First, open the lock. Use the key if you have it, or for more fun and excitement, pick it. (Very easy to do). Turn the plug just enough to unlock the shackle.
Now look into the hole where the toe of the shackle goes. You will see a square hole.
Now you will need a specialized tool. The wire diameter should be close to the size of the hole. Mine is made from a straightened out key ring.
Turn the plug back almost to the locked position. Insert the tool into the hole until it reaches the bottom of the lock, then lift it slightly. You can put it in shorter and try pushing in the clip (which you will see soon), but it is much easier to do it this way.

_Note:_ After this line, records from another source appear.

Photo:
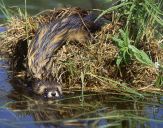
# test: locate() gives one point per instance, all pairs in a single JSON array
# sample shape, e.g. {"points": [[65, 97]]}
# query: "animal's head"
{"points": [[48, 89]]}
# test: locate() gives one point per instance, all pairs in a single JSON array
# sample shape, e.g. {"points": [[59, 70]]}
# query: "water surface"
{"points": [[19, 108]]}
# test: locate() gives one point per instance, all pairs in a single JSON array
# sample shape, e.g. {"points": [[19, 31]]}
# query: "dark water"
{"points": [[21, 109]]}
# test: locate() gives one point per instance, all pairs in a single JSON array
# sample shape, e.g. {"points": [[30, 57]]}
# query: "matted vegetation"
{"points": [[125, 56]]}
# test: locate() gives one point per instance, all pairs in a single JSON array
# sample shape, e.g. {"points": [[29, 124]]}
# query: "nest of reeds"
{"points": [[92, 64]]}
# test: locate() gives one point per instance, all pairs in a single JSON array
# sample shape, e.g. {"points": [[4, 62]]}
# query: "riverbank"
{"points": [[126, 55]]}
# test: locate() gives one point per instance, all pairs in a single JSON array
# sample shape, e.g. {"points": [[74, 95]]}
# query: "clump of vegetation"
{"points": [[125, 56]]}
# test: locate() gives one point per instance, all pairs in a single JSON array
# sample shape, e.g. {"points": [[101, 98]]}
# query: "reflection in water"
{"points": [[96, 110], [19, 107], [22, 108]]}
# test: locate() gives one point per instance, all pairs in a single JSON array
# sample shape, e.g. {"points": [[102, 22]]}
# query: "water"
{"points": [[21, 109]]}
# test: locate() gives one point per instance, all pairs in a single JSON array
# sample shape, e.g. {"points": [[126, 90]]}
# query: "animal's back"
{"points": [[52, 36]]}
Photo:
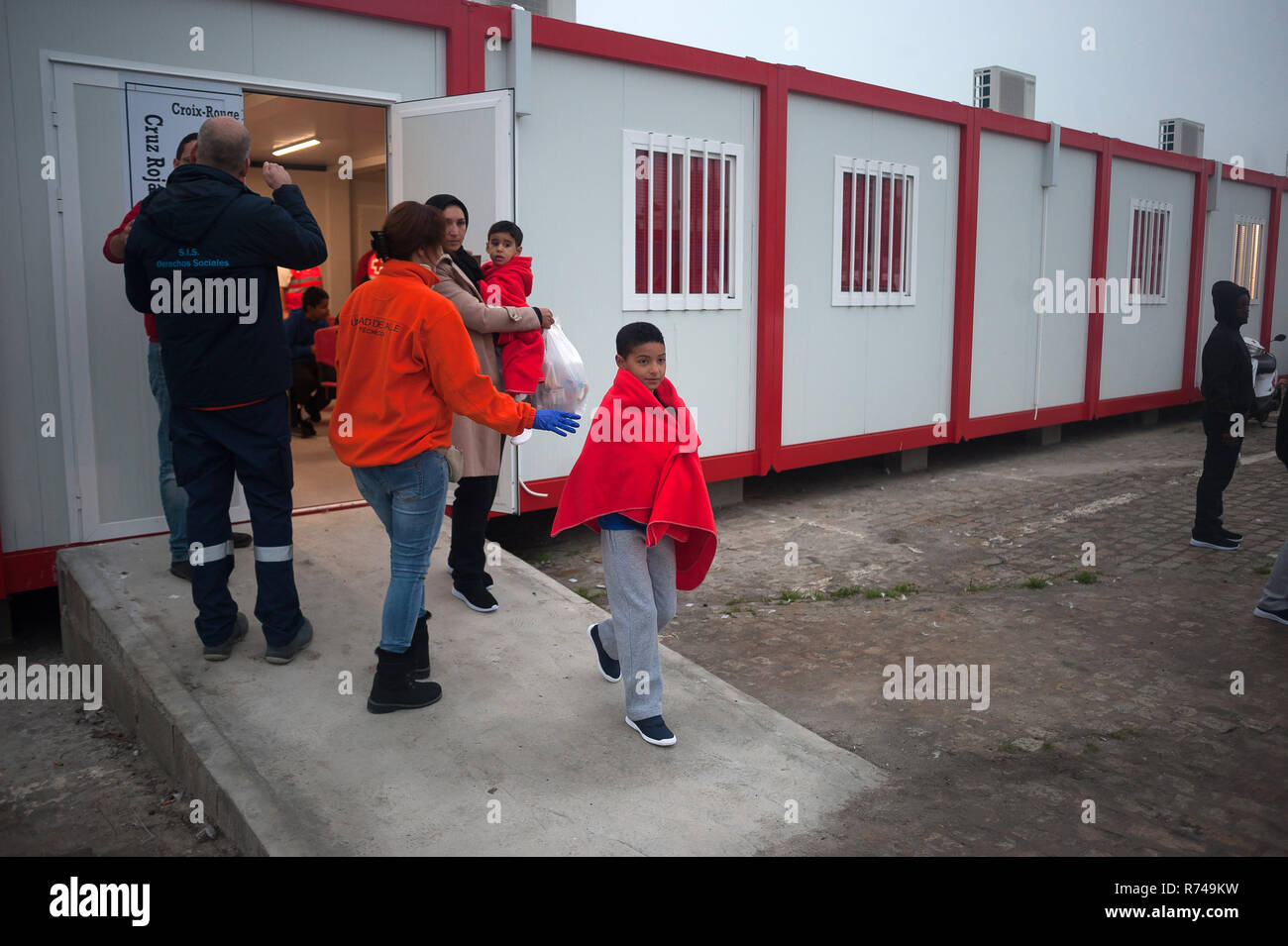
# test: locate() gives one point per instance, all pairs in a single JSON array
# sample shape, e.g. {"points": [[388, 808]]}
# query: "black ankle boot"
{"points": [[419, 649], [394, 688]]}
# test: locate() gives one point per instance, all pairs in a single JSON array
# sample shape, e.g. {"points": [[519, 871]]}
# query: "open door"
{"points": [[98, 115], [464, 146]]}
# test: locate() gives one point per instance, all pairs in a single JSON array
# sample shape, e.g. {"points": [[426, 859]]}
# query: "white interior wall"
{"points": [[1005, 343], [1145, 357], [858, 369], [254, 38]]}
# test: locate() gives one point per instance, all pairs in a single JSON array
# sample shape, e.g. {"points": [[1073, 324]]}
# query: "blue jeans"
{"points": [[408, 498], [174, 498]]}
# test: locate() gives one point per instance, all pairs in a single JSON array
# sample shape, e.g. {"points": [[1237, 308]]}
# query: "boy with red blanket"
{"points": [[507, 280], [639, 484]]}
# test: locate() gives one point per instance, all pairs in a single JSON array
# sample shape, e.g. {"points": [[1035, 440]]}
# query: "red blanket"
{"points": [[642, 461]]}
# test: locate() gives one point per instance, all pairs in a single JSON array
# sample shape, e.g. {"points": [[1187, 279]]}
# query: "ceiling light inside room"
{"points": [[297, 146]]}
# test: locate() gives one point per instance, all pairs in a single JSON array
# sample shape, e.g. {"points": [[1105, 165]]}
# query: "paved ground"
{"points": [[1116, 691]]}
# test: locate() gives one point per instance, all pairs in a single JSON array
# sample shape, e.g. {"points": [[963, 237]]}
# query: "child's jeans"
{"points": [[522, 357], [408, 498], [642, 596]]}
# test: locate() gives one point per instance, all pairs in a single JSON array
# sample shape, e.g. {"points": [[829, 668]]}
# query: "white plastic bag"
{"points": [[566, 386]]}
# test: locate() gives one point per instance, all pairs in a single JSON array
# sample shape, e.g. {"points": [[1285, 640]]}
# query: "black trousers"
{"points": [[256, 443], [1219, 463], [307, 387], [471, 508]]}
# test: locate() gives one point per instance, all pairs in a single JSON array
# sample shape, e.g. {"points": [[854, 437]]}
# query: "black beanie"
{"points": [[445, 201], [1225, 301]]}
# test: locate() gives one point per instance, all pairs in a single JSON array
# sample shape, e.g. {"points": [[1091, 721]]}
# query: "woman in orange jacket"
{"points": [[404, 365]]}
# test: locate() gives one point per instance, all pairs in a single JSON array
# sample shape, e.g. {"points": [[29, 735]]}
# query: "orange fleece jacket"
{"points": [[404, 365]]}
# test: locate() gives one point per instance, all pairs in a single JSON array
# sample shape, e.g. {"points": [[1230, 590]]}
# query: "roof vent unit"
{"points": [[1181, 136], [1005, 90]]}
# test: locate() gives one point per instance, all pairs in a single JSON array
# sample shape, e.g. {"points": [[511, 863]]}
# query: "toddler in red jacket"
{"points": [[507, 280]]}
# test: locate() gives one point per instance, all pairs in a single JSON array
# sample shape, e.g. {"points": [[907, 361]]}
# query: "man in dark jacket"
{"points": [[1228, 395], [202, 257], [1274, 597]]}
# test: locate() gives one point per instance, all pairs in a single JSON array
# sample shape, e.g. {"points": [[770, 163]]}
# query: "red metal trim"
{"points": [[1142, 402], [771, 282], [964, 297], [795, 456], [606, 44], [993, 425], [1155, 156], [1267, 293], [31, 569], [1099, 258], [809, 82], [1194, 288], [1016, 125]]}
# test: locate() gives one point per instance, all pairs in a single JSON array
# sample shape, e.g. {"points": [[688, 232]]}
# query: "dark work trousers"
{"points": [[256, 443], [307, 390], [471, 508], [1219, 463]]}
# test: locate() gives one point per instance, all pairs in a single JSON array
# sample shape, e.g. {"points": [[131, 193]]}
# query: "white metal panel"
{"points": [[857, 369], [1005, 334], [570, 196], [1144, 357], [463, 146]]}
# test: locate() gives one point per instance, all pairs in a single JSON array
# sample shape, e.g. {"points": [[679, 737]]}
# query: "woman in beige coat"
{"points": [[459, 273]]}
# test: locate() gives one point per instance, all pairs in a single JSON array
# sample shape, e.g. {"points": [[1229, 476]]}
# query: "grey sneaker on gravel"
{"points": [[224, 650], [286, 653]]}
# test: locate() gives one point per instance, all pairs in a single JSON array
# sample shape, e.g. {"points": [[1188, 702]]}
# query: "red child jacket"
{"points": [[513, 282], [642, 461]]}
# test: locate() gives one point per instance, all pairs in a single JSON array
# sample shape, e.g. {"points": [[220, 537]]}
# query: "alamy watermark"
{"points": [[936, 683], [629, 424], [1077, 296], [53, 683]]}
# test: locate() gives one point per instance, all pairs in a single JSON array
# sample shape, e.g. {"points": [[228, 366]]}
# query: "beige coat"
{"points": [[481, 446]]}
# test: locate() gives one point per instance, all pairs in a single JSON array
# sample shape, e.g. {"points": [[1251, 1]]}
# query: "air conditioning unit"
{"points": [[558, 9], [1181, 136], [1005, 90]]}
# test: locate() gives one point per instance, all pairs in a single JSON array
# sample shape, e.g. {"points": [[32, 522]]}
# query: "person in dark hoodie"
{"points": [[1228, 396], [202, 257], [1274, 597]]}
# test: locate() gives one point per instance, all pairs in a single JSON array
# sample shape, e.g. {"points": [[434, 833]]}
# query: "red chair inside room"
{"points": [[323, 348]]}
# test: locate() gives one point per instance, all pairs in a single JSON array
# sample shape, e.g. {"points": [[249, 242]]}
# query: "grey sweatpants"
{"points": [[1275, 596], [642, 597]]}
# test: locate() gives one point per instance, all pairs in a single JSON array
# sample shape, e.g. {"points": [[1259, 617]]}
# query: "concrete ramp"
{"points": [[527, 753]]}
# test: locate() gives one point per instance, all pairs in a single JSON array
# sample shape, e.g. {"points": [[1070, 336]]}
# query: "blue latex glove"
{"points": [[561, 422]]}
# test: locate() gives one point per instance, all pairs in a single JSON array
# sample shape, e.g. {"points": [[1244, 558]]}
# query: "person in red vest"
{"points": [[369, 267], [295, 284], [174, 498]]}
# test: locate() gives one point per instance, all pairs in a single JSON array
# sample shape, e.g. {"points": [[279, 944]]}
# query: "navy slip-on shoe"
{"points": [[652, 730], [608, 668]]}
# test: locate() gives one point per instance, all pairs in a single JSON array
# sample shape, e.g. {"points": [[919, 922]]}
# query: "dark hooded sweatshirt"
{"points": [[1227, 367], [202, 257]]}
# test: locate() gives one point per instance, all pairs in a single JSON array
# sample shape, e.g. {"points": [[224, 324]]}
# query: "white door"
{"points": [[463, 146], [102, 343]]}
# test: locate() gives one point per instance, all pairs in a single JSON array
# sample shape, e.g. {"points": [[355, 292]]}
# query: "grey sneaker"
{"points": [[224, 650], [286, 653]]}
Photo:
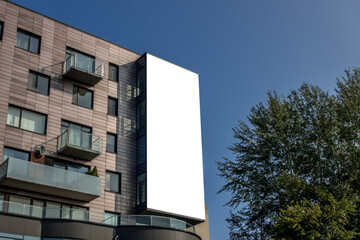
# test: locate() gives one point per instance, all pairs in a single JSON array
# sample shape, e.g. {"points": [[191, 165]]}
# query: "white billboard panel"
{"points": [[174, 151]]}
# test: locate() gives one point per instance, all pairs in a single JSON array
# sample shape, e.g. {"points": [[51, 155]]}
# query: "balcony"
{"points": [[83, 69], [78, 144], [40, 178]]}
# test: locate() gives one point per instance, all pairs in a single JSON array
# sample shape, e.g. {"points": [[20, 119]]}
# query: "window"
{"points": [[113, 72], [13, 153], [141, 81], [111, 218], [112, 182], [80, 135], [112, 106], [141, 115], [111, 142], [1, 29], [27, 120], [140, 189], [140, 150], [28, 41], [81, 60], [82, 97], [38, 83]]}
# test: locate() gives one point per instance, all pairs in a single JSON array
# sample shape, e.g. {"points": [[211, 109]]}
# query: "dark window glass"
{"points": [[111, 143], [82, 97], [27, 120], [13, 153], [112, 182], [38, 83], [141, 115], [113, 72], [80, 135], [1, 29], [140, 150], [28, 41], [112, 106], [140, 189], [141, 81]]}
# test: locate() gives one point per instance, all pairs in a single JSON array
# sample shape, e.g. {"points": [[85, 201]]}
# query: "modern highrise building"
{"points": [[97, 141]]}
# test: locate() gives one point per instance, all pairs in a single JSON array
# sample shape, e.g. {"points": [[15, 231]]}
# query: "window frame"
{"points": [[16, 149], [119, 183], [20, 118], [77, 96], [37, 74], [2, 30], [115, 143], [117, 72], [30, 35], [116, 106]]}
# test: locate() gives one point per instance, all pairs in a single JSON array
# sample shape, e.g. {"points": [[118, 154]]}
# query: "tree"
{"points": [[296, 170]]}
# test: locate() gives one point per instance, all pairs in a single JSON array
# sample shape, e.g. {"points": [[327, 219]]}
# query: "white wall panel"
{"points": [[174, 151]]}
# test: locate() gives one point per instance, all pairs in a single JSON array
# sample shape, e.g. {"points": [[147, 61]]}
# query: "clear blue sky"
{"points": [[242, 49]]}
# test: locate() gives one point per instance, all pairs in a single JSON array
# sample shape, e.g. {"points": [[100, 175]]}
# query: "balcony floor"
{"points": [[82, 76]]}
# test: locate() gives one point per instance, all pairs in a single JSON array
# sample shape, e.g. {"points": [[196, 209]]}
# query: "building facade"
{"points": [[98, 141]]}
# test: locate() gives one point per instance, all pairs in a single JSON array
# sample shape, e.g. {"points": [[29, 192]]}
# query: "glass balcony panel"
{"points": [[83, 68], [66, 212], [67, 179], [177, 224], [37, 208], [79, 214], [50, 180], [89, 184], [160, 221], [45, 175], [79, 144], [20, 170]]}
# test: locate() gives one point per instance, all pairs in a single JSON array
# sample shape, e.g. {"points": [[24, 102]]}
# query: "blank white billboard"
{"points": [[174, 150]]}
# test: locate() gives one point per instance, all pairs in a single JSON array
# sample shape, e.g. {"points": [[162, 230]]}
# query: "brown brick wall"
{"points": [[15, 64]]}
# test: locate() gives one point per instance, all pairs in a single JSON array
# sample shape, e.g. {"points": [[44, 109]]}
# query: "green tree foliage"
{"points": [[296, 170]]}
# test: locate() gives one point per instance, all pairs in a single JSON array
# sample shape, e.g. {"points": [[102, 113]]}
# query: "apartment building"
{"points": [[97, 141]]}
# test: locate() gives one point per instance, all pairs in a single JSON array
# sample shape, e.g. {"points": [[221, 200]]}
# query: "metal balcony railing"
{"points": [[41, 178], [83, 68], [79, 144], [95, 217]]}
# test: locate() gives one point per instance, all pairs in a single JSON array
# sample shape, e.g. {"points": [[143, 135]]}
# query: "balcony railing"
{"points": [[95, 217], [83, 69], [40, 178], [79, 144]]}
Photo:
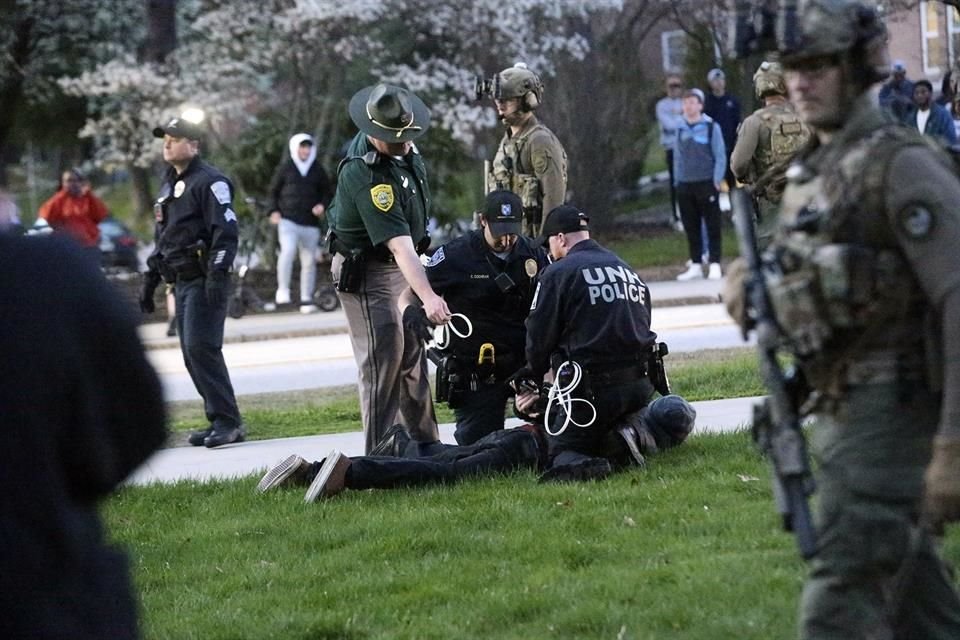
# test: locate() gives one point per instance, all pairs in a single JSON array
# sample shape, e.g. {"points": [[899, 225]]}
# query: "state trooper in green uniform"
{"points": [[864, 284], [530, 161], [766, 141], [378, 227]]}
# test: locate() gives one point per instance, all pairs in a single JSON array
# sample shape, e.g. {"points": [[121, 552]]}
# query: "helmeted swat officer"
{"points": [[378, 221], [590, 324], [863, 281], [196, 241], [530, 161], [488, 276], [767, 140]]}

Now turn the plug with a tension wrench (or key). If the plug will not turn, pull the wire tool outwards a tiny bit and try again. At the end of the turning (this plug only turns clockwise to open), you will feel the plug become slightly springy.
Once you feel the turning become springy, push in with medium pressure on the tool to press on the shoulder of the plug. Keep turning the plug, and the wire will push the plug.
Ta-dah! The plug can now be removed.
Here is the plug:
This is the spring loaded plug retaining clip. This is what needs to be moved in to remove the plug.
And pushed in… (fgarci - stop laughing! )
From the top, the plug looks like this: Note how the wafers are higher than the sheer line on one half of the plug, and lower on the other. That will be explained shortly.
On any wafers that are raised (or lowered) above (or below) the sheer line, can be pushed to the other side as the key would do from the inside. They are spring loaded, so will return when you remove pressure.
And the top or bottom view of the plug. Note the tiny stake crimp in the center of the plug. You will need to use a small screwdriver to move that back outwards to continue.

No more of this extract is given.